Now the only question that remains is: how do I get near that network that I'm targeting? And most people think ,well, I’ll find their address, and I'll just physically go there – which is not a great idea if you a Russian hacker, and you're targeting the U.S.

But then this is where the security camera across the street, comes into play. If you look at any corporation in the United States, or almost everywhere in the world, there are so many wireless devices around the corporate [office] that could be hacked remotely, because they have low security – certainly lower than the enterprise itself.

Heat vision cameras, which have remote code execution vulnerabilities published almost every month, they're very popular. They're installed everywhere. They're in building stores, in coffee shop, malls, whatever. A remote attacker could take over that heat vision camera – or it could be a home router, or whatever – and then use this device as an “antenna for hire” to be near the target.

And one of the things that we were having to demonstrate is how through public information, you get the physical address of your target network, and then look for vulnerable wireless devices in the proximity and find out whether they are vulnerable or not, find out whether they're accessible through the internet, hack them, and then use them as your wireless presence near that target network.

So then would this be the type of technique we’d most likely see in low-volume, low-frequency, highly targeted attacks?

The other way around. I talk to some of the people who are part of the nation-state threat actor community. Those people would actually go and put their device near their target – because they had a very specific target and they want 100% success.

However, if you want to be an industrialized hacker, if you want to make money, then you need volume. Think Mirai botnet. It’s a huge botnet – mostly cameras. A large proportion of them are wireless-capable. [Imagine] I own such a network. Now, I start selling pieces or raising pieces of that network to people. And I say, ‘Hey, do you want cameras in New York, because you fancy targets in New York? Do you want cameras in London? Do you want a camera that is near General Electric headquarters?”

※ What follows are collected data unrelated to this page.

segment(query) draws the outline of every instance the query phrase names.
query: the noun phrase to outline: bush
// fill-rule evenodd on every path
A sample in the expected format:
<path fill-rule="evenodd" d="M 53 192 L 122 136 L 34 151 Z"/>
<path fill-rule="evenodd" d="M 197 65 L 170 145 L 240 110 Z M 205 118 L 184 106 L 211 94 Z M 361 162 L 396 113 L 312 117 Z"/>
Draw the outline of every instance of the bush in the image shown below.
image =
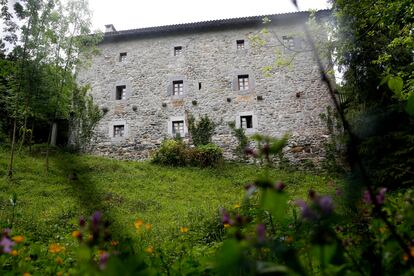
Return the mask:
<path fill-rule="evenodd" d="M 191 165 L 199 167 L 217 166 L 223 162 L 223 150 L 215 144 L 207 144 L 191 148 L 188 151 Z"/>
<path fill-rule="evenodd" d="M 194 146 L 207 145 L 211 143 L 216 124 L 207 115 L 201 117 L 198 122 L 192 115 L 188 116 L 188 131 L 191 134 Z"/>
<path fill-rule="evenodd" d="M 187 146 L 181 140 L 167 139 L 155 153 L 153 163 L 182 166 L 186 164 Z"/>

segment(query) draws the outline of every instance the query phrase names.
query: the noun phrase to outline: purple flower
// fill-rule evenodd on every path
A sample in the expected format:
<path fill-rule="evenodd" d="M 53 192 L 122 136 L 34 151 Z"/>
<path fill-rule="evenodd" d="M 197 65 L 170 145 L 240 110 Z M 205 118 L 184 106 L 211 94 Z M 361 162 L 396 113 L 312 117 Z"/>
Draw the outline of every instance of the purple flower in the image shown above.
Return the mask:
<path fill-rule="evenodd" d="M 314 190 L 310 189 L 308 191 L 308 196 L 309 196 L 310 199 L 315 199 L 316 198 L 316 192 Z"/>
<path fill-rule="evenodd" d="M 341 196 L 342 195 L 342 190 L 340 188 L 336 188 L 335 193 L 337 196 Z"/>
<path fill-rule="evenodd" d="M 108 252 L 103 252 L 100 256 L 99 256 L 99 268 L 105 269 L 106 264 L 108 263 L 109 260 L 109 253 Z"/>
<path fill-rule="evenodd" d="M 8 237 L 10 235 L 11 229 L 10 228 L 4 228 L 3 229 L 3 235 Z"/>
<path fill-rule="evenodd" d="M 369 194 L 368 191 L 365 191 L 364 194 L 362 195 L 362 201 L 365 202 L 366 204 L 371 204 L 372 202 L 371 195 Z"/>
<path fill-rule="evenodd" d="M 387 188 L 380 188 L 377 196 L 375 197 L 379 205 L 382 205 L 384 203 L 386 191 L 387 191 Z"/>
<path fill-rule="evenodd" d="M 79 218 L 79 226 L 80 227 L 84 227 L 86 224 L 85 218 L 84 217 L 80 217 Z"/>
<path fill-rule="evenodd" d="M 230 224 L 230 215 L 225 209 L 221 209 L 221 222 L 223 224 Z"/>
<path fill-rule="evenodd" d="M 332 198 L 329 196 L 322 196 L 318 199 L 318 205 L 323 214 L 328 215 L 333 210 Z"/>
<path fill-rule="evenodd" d="M 14 242 L 12 242 L 8 237 L 3 236 L 0 241 L 0 246 L 3 247 L 4 253 L 10 253 L 12 251 L 12 247 L 14 246 Z"/>
<path fill-rule="evenodd" d="M 102 213 L 99 211 L 96 211 L 91 217 L 92 225 L 94 227 L 97 227 L 99 225 L 99 222 L 101 221 L 101 218 L 102 218 Z"/>
<path fill-rule="evenodd" d="M 275 189 L 278 192 L 283 191 L 284 188 L 286 188 L 286 185 L 283 182 L 278 182 L 278 183 L 275 184 Z"/>
<path fill-rule="evenodd" d="M 256 227 L 257 240 L 263 243 L 266 240 L 266 226 L 264 224 L 258 224 Z"/>
<path fill-rule="evenodd" d="M 306 204 L 303 200 L 296 200 L 295 204 L 300 208 L 302 213 L 302 218 L 304 219 L 313 219 L 315 218 L 315 212 Z"/>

I assume that there is a marketplace for these pieces. Usually it's not a single actor that goes and takes an operation from zero to monetization. There are layers, there is a supply chain. One part of the supply chain are those people who just created botnet, create the volume. And then people are buying that access… on the darknet… [They] don't have to start from scratch. So I think that for criminal hacking, this is going to be the method of operation.

The blog post that the device manufacturers haven’t rushed to fix the issue, and some didn’t think SSID Stripping constituted a big security issue? Why do you think that is?

I'm not surprised. I think the first instances of Punycode URL… were handled with the same approach. “What are the security implications? What could possibly go wrong?” And I think they don’t realize – and I have to say, it took me a while to realize this as well – that it really is the equivalent of [Punycode phishing] URLs. This is kind of phishing for wireless networks.

I think we as security community, do not realize yet that there's a lot of risk, about wireless, in a way that we're not used to think of... There is more to wireless security than the security protocol of your wireless network.

And I think we've seen that over the past year, we're seeing more and more severe vulnerabilities in the implementation and in sometimes the design of the wireless network communication.

What could device users and manufacturers do to protect themselves?

If you are a vigilant user and you don’t get the same user experience you're used to when connecting to a standard network, get suspicious. Try to understand why you didn't get the same user experience. Why did it not connect automatically? How many users can actually do that? I don't know.

I think that for vendors, for many of the techniques that we show, they should make the display explicit, certainly non-printable characters. I personally think that a lot of the characters… could also be either explicitly marked, or even not accepted when it comes to networks’ names.